I thought of all the changes that Wenlock had seen, beginning with the foundation of the Saxon nunnery. Then later of Roger de Montgomery’s Clugniac monks—the fame of the great Abbey, the Dissolution, poor John Cressage, its last Prior, the Civil Wars, and the breaking up of the Abbey fabric through the nineteenth century. Life often seems to go so slowly, and yet how many changes Wenlock—and for that matter, every yard of English soil—has seen, since the dawn of English history, up to this twentieth century.

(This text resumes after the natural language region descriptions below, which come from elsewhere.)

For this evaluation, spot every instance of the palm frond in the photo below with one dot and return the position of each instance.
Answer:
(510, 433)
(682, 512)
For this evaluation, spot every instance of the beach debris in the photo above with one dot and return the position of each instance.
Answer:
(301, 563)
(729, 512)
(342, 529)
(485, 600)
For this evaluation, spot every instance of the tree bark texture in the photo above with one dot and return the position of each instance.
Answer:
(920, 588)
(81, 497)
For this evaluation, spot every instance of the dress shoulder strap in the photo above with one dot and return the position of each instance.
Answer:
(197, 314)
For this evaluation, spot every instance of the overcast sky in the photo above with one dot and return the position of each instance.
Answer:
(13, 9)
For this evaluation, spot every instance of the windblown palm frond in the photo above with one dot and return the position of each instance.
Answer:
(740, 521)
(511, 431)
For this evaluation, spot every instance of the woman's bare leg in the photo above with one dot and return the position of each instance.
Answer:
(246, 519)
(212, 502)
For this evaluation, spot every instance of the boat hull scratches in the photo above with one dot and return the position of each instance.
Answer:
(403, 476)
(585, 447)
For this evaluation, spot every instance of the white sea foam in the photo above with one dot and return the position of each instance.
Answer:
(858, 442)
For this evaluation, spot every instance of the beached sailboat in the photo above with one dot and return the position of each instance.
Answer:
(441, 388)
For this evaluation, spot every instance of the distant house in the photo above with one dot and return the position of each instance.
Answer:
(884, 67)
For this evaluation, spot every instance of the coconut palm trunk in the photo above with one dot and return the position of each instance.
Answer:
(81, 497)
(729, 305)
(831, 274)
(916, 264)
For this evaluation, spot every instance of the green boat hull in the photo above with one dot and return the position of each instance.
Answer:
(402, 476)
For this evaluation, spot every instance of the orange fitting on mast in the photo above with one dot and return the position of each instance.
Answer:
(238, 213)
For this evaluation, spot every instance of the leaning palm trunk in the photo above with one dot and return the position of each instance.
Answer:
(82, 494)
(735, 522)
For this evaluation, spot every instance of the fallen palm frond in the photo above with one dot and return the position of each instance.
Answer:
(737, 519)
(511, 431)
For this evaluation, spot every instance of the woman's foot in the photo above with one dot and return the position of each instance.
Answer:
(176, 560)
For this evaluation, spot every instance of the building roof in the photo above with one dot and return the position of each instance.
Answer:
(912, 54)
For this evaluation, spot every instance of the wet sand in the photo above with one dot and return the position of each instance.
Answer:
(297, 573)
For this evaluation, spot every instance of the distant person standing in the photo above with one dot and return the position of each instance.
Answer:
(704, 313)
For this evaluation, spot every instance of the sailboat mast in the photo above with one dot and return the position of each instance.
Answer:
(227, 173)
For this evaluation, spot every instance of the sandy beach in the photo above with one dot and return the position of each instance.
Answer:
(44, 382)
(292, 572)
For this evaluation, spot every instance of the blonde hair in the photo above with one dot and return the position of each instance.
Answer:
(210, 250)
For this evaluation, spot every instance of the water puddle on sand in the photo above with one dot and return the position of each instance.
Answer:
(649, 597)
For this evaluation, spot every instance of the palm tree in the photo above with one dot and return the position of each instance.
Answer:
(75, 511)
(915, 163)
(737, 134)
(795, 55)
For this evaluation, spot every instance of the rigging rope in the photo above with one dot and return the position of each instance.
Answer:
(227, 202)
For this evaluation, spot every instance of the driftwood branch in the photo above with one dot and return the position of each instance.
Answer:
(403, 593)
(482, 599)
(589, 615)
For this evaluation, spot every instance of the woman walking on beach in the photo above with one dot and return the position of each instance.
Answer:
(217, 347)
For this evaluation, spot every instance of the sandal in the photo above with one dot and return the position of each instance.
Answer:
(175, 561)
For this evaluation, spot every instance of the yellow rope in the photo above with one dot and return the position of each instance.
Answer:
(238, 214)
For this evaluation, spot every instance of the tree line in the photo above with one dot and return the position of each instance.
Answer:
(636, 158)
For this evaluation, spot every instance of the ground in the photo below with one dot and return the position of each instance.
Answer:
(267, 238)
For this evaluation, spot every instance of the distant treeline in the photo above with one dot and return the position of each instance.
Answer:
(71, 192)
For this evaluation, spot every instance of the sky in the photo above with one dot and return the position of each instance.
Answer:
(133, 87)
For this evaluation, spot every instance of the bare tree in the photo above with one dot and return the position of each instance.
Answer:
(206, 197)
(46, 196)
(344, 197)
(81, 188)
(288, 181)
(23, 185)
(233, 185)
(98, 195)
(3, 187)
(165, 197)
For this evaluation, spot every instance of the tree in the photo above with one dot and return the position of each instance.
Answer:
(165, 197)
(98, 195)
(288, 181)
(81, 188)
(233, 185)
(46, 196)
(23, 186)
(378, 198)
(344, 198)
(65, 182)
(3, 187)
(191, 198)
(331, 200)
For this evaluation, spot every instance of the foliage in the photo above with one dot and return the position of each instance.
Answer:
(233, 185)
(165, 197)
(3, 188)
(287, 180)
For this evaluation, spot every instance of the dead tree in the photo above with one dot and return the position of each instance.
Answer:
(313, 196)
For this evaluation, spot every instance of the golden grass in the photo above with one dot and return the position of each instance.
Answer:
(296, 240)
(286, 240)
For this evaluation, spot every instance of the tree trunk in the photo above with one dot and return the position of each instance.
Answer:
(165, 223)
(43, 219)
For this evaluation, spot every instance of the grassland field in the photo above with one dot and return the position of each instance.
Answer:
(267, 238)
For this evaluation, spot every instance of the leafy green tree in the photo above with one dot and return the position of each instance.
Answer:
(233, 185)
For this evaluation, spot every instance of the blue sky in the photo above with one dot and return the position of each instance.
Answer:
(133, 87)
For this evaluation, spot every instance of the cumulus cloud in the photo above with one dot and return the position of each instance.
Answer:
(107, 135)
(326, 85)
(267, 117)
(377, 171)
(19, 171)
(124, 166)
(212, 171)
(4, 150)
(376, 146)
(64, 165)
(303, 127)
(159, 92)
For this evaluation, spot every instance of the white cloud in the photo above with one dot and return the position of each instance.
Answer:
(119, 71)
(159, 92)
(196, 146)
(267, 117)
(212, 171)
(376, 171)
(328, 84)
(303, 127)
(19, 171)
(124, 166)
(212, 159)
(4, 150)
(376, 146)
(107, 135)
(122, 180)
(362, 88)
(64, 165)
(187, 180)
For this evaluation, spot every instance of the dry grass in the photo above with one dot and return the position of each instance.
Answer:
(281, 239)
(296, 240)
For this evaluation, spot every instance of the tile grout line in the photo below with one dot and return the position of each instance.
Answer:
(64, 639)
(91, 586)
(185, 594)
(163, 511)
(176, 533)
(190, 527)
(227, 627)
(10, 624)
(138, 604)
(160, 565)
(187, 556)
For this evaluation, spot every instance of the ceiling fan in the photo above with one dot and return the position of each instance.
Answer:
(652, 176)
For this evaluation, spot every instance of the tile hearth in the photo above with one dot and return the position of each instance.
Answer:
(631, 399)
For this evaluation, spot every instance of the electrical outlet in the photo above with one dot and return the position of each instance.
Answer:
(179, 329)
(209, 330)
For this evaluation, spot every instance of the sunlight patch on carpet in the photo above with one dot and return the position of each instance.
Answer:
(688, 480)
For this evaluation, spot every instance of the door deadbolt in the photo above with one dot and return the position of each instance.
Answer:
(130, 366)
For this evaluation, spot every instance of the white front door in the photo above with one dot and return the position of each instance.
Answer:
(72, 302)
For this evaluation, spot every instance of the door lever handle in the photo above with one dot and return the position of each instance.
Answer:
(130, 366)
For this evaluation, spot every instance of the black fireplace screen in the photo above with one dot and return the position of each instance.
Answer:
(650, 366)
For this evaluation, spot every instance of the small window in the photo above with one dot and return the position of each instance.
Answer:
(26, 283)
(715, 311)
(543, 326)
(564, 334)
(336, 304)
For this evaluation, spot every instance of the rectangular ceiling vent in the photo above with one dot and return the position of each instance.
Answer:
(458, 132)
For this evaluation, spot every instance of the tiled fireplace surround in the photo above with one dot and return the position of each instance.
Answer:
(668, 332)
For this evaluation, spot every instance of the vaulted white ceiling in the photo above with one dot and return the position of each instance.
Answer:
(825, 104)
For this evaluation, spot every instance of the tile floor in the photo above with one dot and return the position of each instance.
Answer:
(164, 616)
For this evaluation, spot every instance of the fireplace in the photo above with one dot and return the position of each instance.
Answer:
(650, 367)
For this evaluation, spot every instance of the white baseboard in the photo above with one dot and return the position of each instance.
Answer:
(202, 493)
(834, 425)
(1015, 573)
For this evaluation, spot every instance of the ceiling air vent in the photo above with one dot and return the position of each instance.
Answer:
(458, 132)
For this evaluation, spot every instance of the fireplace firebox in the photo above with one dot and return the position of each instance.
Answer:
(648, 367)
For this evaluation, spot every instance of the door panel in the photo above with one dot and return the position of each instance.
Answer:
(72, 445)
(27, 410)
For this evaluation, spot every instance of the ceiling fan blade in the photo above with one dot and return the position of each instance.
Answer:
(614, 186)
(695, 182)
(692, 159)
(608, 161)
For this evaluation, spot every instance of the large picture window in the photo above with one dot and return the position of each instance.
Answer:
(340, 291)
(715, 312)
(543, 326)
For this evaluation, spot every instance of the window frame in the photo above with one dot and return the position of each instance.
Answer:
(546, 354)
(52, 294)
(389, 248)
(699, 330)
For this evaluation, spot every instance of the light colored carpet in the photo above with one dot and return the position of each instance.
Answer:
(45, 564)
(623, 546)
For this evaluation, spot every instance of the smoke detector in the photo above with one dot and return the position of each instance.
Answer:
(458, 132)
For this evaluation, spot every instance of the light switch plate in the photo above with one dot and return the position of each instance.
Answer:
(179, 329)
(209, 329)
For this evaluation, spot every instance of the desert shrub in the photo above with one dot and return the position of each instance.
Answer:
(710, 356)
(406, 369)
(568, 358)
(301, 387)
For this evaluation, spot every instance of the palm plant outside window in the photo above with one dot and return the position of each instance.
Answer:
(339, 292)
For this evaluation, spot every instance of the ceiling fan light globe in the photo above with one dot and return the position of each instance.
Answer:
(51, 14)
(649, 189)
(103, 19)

Here we were in the year 1904, I mused, and this little plot of ground on which I sat had seen a Saxon saint go by. It had been traversed by Roger de Montgomery, Cromwell’s soldiers had fired across it with cannon, and all the while, sun and rain had had their turns, and soft spring showers had rejoiced daisy and lady’s-slipper. Deep winter snows had enshrined tomb and arch, and all the natural changes of season and climate had occurred, and will recur to the end of time. Ah, there are many thoughts to ponder over merely in a handful of British earth!